Money market reform returns to spotlight


Proponents of money market fund reform were dealt a significant and surprising setback in August when commissioner Luis Aguilar made it clear that he would not support a reform proposal put forward by SEC Chairman Mary Schapiro.

Schapiro was in favor of ending the long tradition of valuing these funds a rock-solid $1 per share and requiring more collateral to be held by funds among other things. Aguilar's move scuttled a planned vote on the issue. At the time, he said he wanted to see additional research.

The latest development is that the SEC has come forward with new research, and Aguilar seems more amendable to reform.

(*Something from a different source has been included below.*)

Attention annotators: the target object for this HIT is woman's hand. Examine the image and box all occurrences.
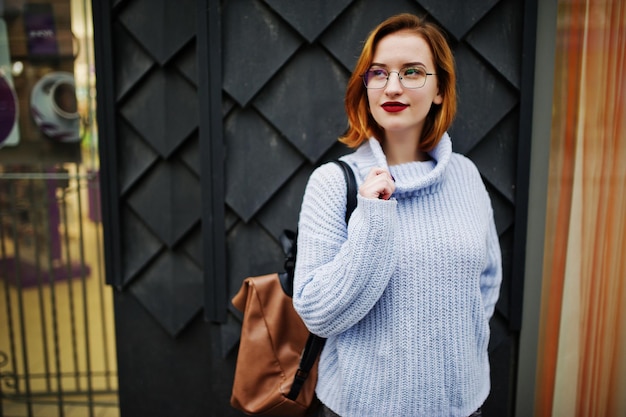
[359,167,395,200]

"The huge benefit of having the study and the comments we receive on the study is that it will put me, and I suspect my colleagues, in a much better position to allow us to vote on a proposal," Aguilar told Reuters, adding that, "It's important information that was lacking in the earlier draft."

The SEC's new study, which was released last week, found "that while the 2010 reforms helped bolster the industry, they would not have been enough to prevent a run on the Reserve Primary Fund in 2008 during the financial crisis."

Aguilar's move might be construed as grandstanding, but he might have done the SEC a favor. Several provisions in Dodd-Frank have been challenged on legal grounds that the regulators did not perform rigorous cost-benefit analyses. The additional study on the money market reform proposals may come in handy if legal challenges emerge.